Lavazza: Çok fazla kişi tarafından tercih edilmeyen fakat Kahve Dünyası’ndan tıklarca ilerde olan marka Lavazza. Kahve servisleri ve kahveleri oldukça güzel. Bardakları tokmuk tokmuk sevimli bardaklar. Ben kahvemi alıp çıkarım yapmak istemiyorum diyorsanız bulmanız gereken iki zincirden birisidir Lavazza.

Bir diğer zincir ise Tchibo. Alman menşeli markanın kahveleri de Almanya’dan geliyor.  Kahvenin keskinliğini iyi ayarlayabilmeleri ile gönüllere taht kurabiliyorlar yalnız Tchibo konusunda beni en çok üzen konu sadece kahve ya da sadece giyim ya da sadece ıvır ve zıvır değil hepsini bir arada bulundurması.

Diğer kahve zincirlerini henüz deneyimlediğim için şimdilik bir şey söyleyemeyeceğim.
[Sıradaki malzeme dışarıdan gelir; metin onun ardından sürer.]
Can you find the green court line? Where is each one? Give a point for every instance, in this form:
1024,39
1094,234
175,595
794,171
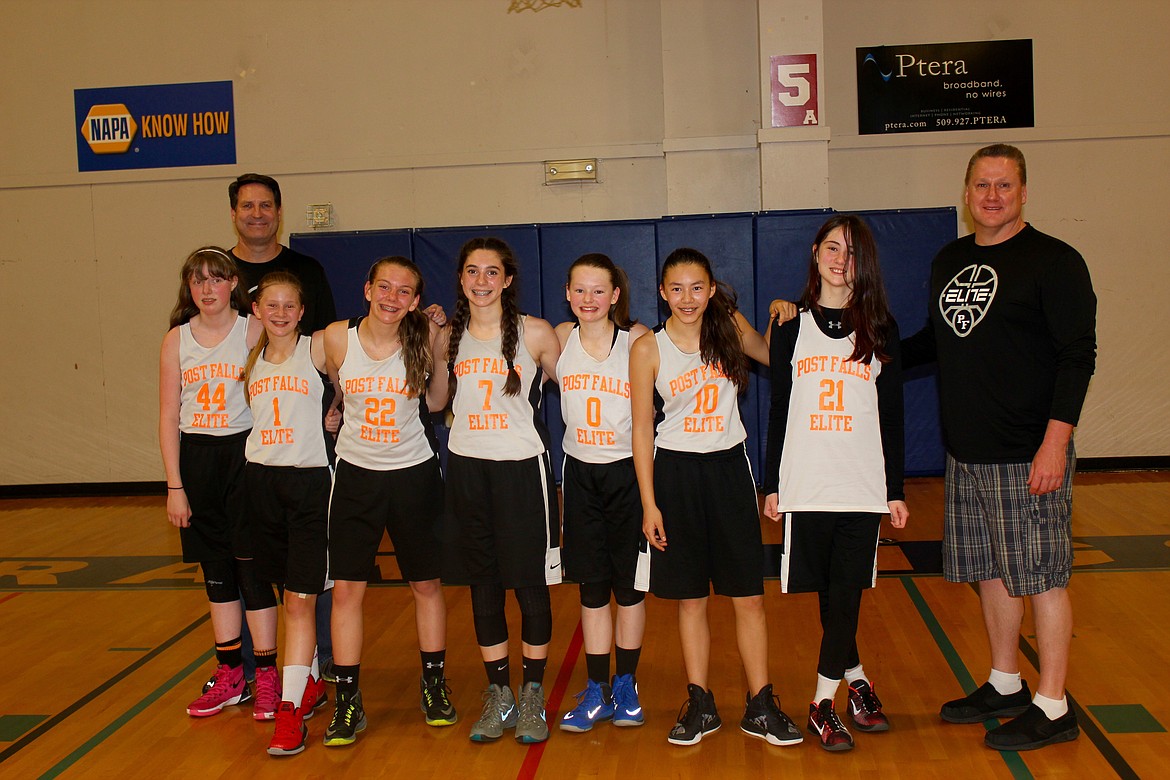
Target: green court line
126,717
1014,763
52,723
Bu yüzden cafelere geçiyorum. 🙂

Genelde Taksim’de bulunmaya seven bir insan olarak ilk önce James Joyce Irish Pub’ı anlatacağım size. İrlanda Kahvesi içmek istiyorsanız İstanbul’da ilk olarak buraya gitmeniz gerekir. Haftasonları ve akşamları çok dolu oluyor evet fakat öğle yemeğinden sonra bence bir kahveyi hak ediyoruz ve o kahve eğer Taksim’deyseniz Irish Pub’ta olabilir. Ortam loş, yalnızlığı da birlikteliği de güzel yaşayabileceğiniz bir yer. İşin tek kötü yanı popülerliliği nedeni ile kendilerini bozabilme ihtimali.

Sanıyorum ki The House Cafe’nin seveni kadar sevmeyeni de var. Fiyatlarının pahalılığını düşününce sevmeme konusunda haklı olunabilir fakat ambiyans, lezzet ve kahve için tercih edebilirsiniz. Taksim’de Galatasaray Lisesi’nin ilerisinde solda bulunur kendisi. Lezzetle ve keyifle kahve içmek mümkün. Benim gibi Americano tutkunlarına da yer var.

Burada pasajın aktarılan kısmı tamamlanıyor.